War with Iran is a different matter, though. Gaza’s children don’t have missiles that can hit U.S. aircraft carriers. Democrats also know that when they start a war, Republicans win the next election.
U.S. waged war to restrict oil supply
Both sides of the congressional aisle supported the Bush regime’s 2003 invasion of Iraq. That war destroyed Iraq’s state-owned oil industry. Oil went from $30 to $147 a barrel in four years. Oil company profits rose nearly 300 percent. The war made profitable the boom in hydraulic fracturing — fracking — that has made the U.S. the world’s largest oil and gas producer.
But capitalists will do what capitalists do. When profits and prices are booming, they produce “more than the market can bear.” The third quarter of 2008 saw a global capitalist economic crisis and oil prices began to fall.
Like the Bush regime before it, the Obama administration lashed out at independent producers. The 2011 bombing of Libya, U.S.-funded wars in Syria and Ukraine, destabilization in Venezuela and sanctions on Iran and Russia slowed the decline, but couldn’t reverse it.
Last September, Russia and China broke ground on what is planned to be the world’s biggest pipeline. It will supply China with Siberian natural gas.
The U.S. is using falling oil prices as an economic wrecking ball against the economies of Iran, Russia, Venezuela, Ecuador and many other countries. The GOP is more belligerent, but both capitalist parties seek to maintain U.S. monopoly capital’s rapidly eroding position at the center of the world economy. This can only be done by more and more destructive wars.
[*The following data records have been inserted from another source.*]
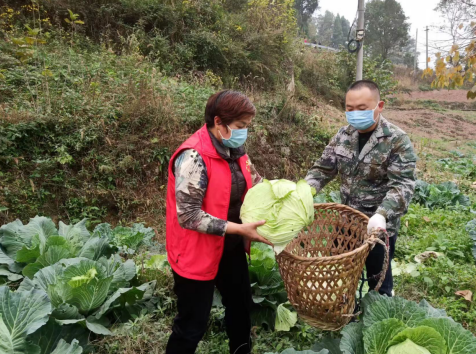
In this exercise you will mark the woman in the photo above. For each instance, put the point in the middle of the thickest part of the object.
(209, 175)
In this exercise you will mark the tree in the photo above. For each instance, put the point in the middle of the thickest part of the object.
(325, 26)
(455, 63)
(304, 11)
(345, 24)
(386, 28)
(405, 55)
(337, 33)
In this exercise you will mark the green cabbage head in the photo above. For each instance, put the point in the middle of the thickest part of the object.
(286, 206)
(407, 347)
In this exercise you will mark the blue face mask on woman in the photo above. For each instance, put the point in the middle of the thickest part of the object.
(236, 139)
(361, 120)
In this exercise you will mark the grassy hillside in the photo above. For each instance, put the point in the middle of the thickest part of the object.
(93, 102)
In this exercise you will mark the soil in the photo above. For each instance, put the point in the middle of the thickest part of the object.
(442, 96)
(445, 125)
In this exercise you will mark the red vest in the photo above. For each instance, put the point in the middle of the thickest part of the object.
(191, 254)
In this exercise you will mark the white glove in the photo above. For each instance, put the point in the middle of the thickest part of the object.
(376, 222)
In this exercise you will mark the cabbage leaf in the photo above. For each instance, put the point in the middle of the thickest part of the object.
(286, 206)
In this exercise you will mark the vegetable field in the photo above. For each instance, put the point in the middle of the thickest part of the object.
(93, 102)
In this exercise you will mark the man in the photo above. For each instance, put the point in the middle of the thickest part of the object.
(376, 162)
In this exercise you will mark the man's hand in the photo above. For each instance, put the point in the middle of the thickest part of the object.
(376, 222)
(248, 231)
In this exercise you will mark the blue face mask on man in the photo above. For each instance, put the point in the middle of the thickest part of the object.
(236, 139)
(361, 120)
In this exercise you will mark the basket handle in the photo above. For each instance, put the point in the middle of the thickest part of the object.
(376, 237)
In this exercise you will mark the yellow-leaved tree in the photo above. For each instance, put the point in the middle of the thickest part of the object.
(455, 64)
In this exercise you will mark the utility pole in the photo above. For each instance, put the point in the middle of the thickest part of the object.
(415, 61)
(426, 47)
(360, 34)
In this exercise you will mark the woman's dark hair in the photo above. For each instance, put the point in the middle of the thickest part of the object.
(229, 106)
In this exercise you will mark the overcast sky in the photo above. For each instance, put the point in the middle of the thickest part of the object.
(419, 12)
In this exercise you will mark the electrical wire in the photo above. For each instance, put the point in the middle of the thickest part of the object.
(352, 41)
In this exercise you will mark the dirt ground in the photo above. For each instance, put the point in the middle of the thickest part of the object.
(445, 125)
(442, 95)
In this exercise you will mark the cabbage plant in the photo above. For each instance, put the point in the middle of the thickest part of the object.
(74, 287)
(25, 249)
(269, 294)
(286, 206)
(398, 326)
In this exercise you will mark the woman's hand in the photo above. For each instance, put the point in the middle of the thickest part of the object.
(248, 231)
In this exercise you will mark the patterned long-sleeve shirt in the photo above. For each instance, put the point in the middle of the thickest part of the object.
(191, 183)
(379, 179)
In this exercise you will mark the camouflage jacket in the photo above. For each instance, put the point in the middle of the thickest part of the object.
(381, 179)
(191, 182)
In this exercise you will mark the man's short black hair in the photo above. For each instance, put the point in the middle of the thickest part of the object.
(372, 86)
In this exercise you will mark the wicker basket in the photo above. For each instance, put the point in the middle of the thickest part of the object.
(321, 268)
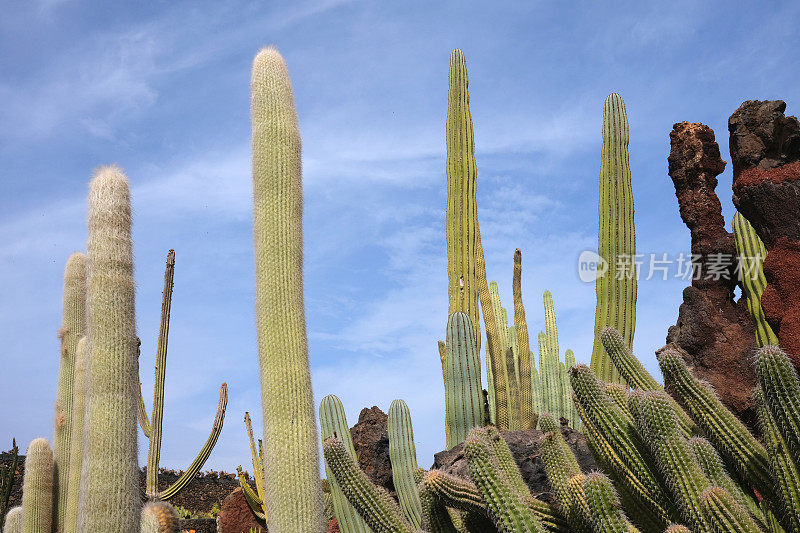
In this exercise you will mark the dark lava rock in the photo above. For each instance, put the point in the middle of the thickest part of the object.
(715, 332)
(371, 442)
(765, 149)
(525, 446)
(235, 516)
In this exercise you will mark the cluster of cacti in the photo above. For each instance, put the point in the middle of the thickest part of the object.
(292, 489)
(151, 426)
(615, 286)
(752, 253)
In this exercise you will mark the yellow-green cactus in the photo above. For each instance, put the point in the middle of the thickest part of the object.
(110, 499)
(292, 487)
(72, 329)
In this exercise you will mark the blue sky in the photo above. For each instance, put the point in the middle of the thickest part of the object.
(162, 89)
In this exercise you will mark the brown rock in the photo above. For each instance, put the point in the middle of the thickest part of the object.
(715, 331)
(765, 149)
(235, 516)
(371, 442)
(525, 447)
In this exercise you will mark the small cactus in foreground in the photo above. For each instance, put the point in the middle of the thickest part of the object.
(37, 488)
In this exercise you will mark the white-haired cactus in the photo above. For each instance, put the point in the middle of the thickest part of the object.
(159, 517)
(292, 489)
(37, 488)
(76, 446)
(110, 499)
(72, 329)
(616, 287)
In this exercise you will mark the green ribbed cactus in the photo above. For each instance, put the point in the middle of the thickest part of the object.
(616, 289)
(72, 329)
(660, 429)
(461, 218)
(159, 517)
(752, 253)
(333, 423)
(110, 498)
(13, 522)
(462, 383)
(374, 504)
(76, 446)
(155, 424)
(785, 469)
(291, 456)
(724, 514)
(403, 456)
(37, 488)
(506, 505)
(726, 432)
(527, 416)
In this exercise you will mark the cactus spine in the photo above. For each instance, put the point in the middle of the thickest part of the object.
(76, 446)
(291, 456)
(72, 329)
(527, 416)
(463, 396)
(751, 273)
(462, 207)
(159, 517)
(403, 456)
(110, 498)
(333, 423)
(616, 289)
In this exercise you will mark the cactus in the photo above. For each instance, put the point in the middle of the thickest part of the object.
(291, 457)
(462, 207)
(463, 396)
(37, 488)
(725, 514)
(728, 435)
(7, 476)
(76, 446)
(72, 329)
(751, 274)
(110, 498)
(403, 456)
(154, 425)
(159, 517)
(786, 471)
(616, 288)
(13, 522)
(375, 505)
(659, 427)
(527, 416)
(333, 423)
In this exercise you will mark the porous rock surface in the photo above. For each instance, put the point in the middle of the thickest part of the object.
(765, 150)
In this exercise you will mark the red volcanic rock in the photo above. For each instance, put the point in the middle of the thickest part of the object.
(371, 442)
(714, 331)
(765, 150)
(235, 516)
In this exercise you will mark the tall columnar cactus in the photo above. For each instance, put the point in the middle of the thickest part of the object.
(527, 416)
(37, 488)
(154, 425)
(159, 517)
(291, 456)
(403, 456)
(751, 256)
(76, 446)
(616, 288)
(462, 206)
(110, 498)
(333, 423)
(72, 329)
(462, 384)
(13, 522)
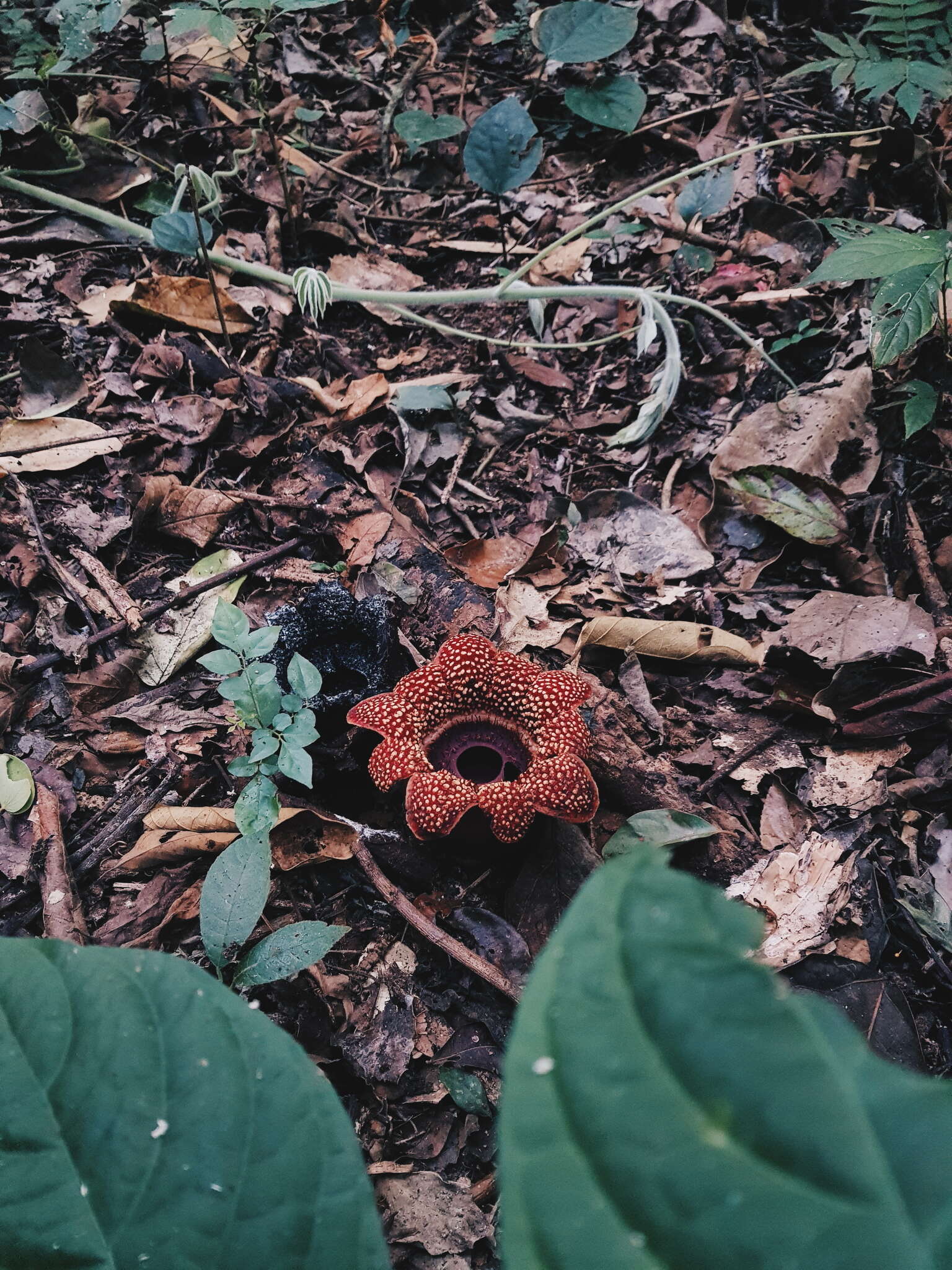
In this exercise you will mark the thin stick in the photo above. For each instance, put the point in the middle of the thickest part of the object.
(403, 905)
(63, 915)
(35, 668)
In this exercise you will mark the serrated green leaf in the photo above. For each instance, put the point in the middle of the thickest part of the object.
(287, 951)
(223, 660)
(230, 626)
(584, 31)
(304, 677)
(875, 252)
(919, 409)
(616, 103)
(234, 895)
(668, 1101)
(257, 808)
(151, 1119)
(500, 153)
(656, 830)
(17, 786)
(799, 505)
(904, 310)
(418, 128)
(707, 195)
(175, 231)
(466, 1090)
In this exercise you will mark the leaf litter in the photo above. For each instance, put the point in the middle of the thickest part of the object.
(764, 631)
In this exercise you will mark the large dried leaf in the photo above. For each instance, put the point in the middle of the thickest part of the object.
(48, 384)
(621, 531)
(54, 445)
(826, 433)
(834, 629)
(186, 303)
(374, 273)
(676, 642)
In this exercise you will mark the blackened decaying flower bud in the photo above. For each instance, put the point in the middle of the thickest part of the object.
(350, 641)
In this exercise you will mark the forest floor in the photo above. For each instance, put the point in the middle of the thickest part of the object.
(507, 512)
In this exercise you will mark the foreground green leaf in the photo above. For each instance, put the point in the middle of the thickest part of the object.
(150, 1118)
(656, 830)
(17, 785)
(418, 128)
(234, 897)
(286, 951)
(904, 309)
(795, 504)
(669, 1104)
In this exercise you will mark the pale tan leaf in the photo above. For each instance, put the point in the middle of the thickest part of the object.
(676, 642)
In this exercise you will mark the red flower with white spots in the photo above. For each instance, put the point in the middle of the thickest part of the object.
(482, 728)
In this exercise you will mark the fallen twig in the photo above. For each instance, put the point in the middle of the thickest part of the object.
(404, 906)
(32, 670)
(63, 913)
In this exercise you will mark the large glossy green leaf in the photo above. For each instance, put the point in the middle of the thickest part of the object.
(503, 150)
(584, 31)
(151, 1119)
(616, 103)
(904, 309)
(669, 1103)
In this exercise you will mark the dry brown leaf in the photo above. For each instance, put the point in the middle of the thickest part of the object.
(523, 619)
(81, 441)
(359, 538)
(800, 890)
(824, 433)
(676, 642)
(487, 562)
(173, 833)
(834, 629)
(374, 273)
(184, 512)
(186, 301)
(563, 263)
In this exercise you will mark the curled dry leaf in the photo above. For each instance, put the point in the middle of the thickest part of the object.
(374, 273)
(487, 562)
(834, 629)
(186, 512)
(179, 634)
(621, 531)
(676, 642)
(48, 384)
(54, 445)
(800, 890)
(186, 301)
(173, 833)
(824, 433)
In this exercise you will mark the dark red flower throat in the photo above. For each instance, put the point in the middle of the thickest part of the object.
(478, 727)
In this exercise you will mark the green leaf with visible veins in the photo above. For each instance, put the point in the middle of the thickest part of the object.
(904, 309)
(151, 1119)
(668, 1103)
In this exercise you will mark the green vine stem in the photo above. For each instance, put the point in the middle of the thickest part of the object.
(505, 293)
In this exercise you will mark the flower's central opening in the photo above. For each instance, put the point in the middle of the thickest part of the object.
(482, 752)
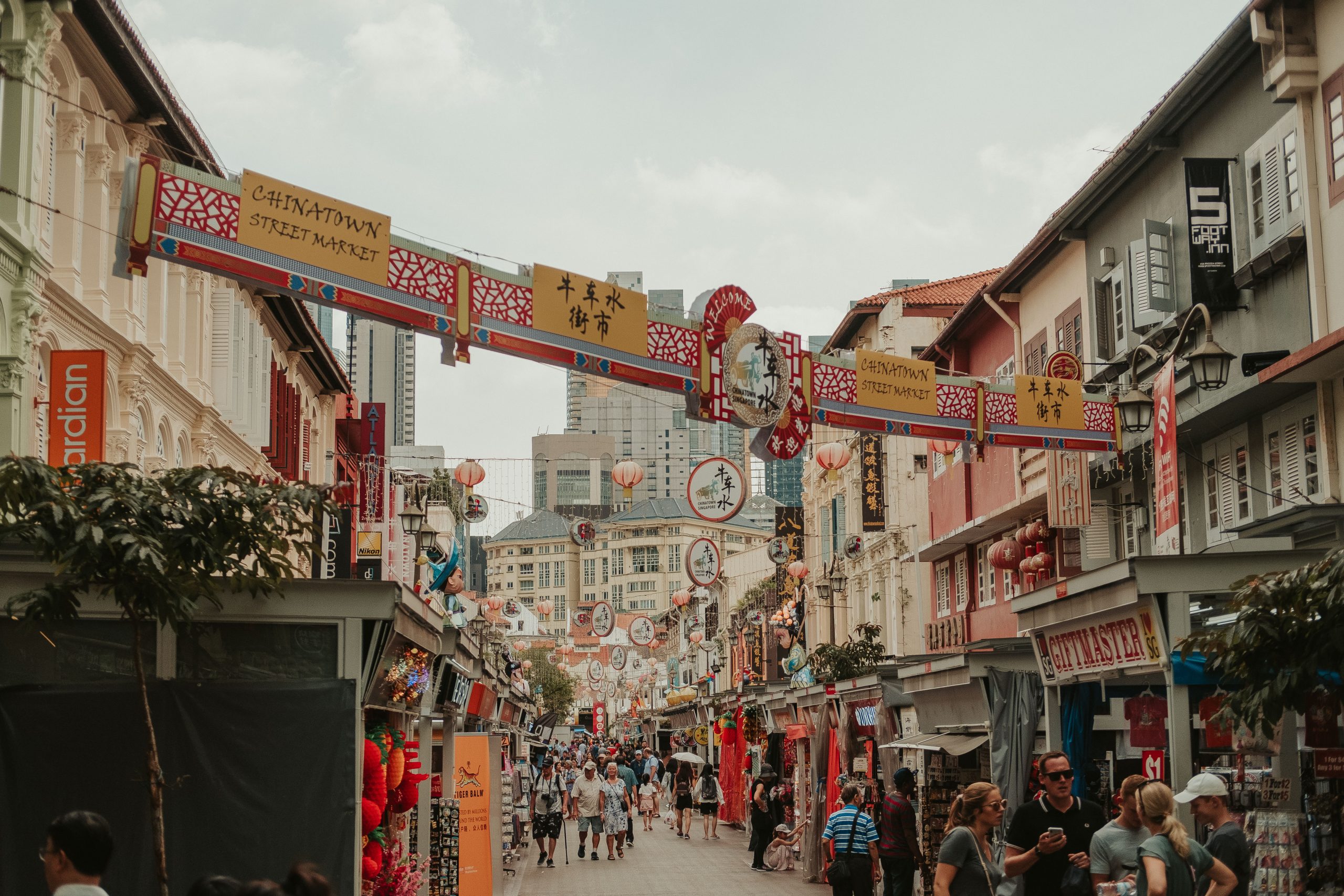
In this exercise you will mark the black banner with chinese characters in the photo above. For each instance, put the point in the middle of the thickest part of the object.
(1209, 194)
(873, 481)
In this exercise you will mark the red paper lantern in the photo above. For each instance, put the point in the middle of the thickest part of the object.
(1006, 554)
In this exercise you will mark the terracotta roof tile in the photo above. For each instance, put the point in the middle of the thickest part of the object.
(949, 293)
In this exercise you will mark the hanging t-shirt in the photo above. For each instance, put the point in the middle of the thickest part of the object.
(1323, 712)
(1217, 736)
(1147, 722)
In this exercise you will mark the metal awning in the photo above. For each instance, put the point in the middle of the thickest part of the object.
(952, 745)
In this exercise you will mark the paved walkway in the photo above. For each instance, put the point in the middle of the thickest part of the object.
(659, 864)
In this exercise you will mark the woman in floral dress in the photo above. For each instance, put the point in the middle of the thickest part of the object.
(616, 812)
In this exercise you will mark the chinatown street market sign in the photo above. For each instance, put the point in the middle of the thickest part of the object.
(279, 238)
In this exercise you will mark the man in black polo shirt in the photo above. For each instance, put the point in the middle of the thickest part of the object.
(1031, 849)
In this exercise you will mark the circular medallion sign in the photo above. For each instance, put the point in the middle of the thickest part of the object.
(643, 632)
(604, 618)
(476, 510)
(584, 534)
(704, 562)
(716, 489)
(756, 375)
(853, 547)
(1065, 366)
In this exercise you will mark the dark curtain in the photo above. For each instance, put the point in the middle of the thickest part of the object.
(244, 762)
(1077, 715)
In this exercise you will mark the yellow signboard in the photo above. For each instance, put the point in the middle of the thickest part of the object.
(591, 309)
(896, 383)
(308, 227)
(1045, 400)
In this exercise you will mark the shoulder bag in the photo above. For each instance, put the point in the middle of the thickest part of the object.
(838, 872)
At the same time, the racist war against the most oppressed sectors of the working class here is producing more police killings of Black and Brown youth.
Only a mass and militant people’s movement can stop the bosses’ offensive. On March 21, the 12th anniversary of the U.S. invasion of Iraq, anti-war protests will be taking place in several cities. Stop the wars of predatory monopoly capitalism, at home and abroad!